1.

182 3 0
                                    



Si el sol siendo tan grande y vital se oculta, ¿por qué no podría yo desear irme de la vida?

¿Qué actitud debe tenerse ante la soledad que uno mismo se provoca?

Yo la busqué. Incluso podría decir que la forcé a estar en mi vida, ¿cómo podría gritarle que se vaya?

Tal vez si tuviera una madre... o si tuviera hermanos. O si mi padre no quisiera usarme como títere todo el tiempo... Entonces tal vez, la soledad se iría por cuenta propia.

Recuerdo que en esas ideas vagaba mi mente un 13 de agosto, entonces una vocecilla sin mucho volumen me dijo: "Tal vez si miras por la ventana".

Lo hice.

Aun si fuera 1858, cuando Santa Anna decretó un impuesto por tener ventanas, hubiera estado dispuesto a convertir toda aquella vieja pared en una enorme y traslucida ventana, sólo para encontrarme con el resplandor moreno de la paz personificada.

¡Oh, Mi Sol!, ¡cuán grande tu bondad de no cegarme con tu resplandor y morir de anhelo por verte, mujer mía!

Me asomé al mundo ese miércoles. Encontré al cielo naranja, el baile sincronizado de los pinos y un anhelo de algo más que mi vacío.

Mi vista divagó unos segundos en el crepúsculo y sin darme cuenta, llegué hasta la ventana del edifico al frente de mí, el número 23 del edificio 6.

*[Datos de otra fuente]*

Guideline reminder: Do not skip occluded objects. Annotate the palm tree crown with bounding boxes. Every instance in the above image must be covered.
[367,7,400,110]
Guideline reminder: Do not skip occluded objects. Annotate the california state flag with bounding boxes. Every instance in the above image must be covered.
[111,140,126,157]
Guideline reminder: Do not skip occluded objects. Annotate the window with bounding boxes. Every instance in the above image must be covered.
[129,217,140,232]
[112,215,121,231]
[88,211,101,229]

Había una mujer, con los ojos clavados en la huida del sol, una sonrisa envidiable y el pelo siendo acariciado por el viento. Con aquella luz su piel tenía destellos en bronce.

No pude dejar de mirarla con unas ganas enormes de preguntarle cómo podía sonreír con tanto júbilo sólo al presenciar el atardecer, algo que pasa todos los días, casi a la misma hora. 

¡Es absurdo! 

Cerré la cortina disgustado, ahora puedo admitir que en realidad sentía celos.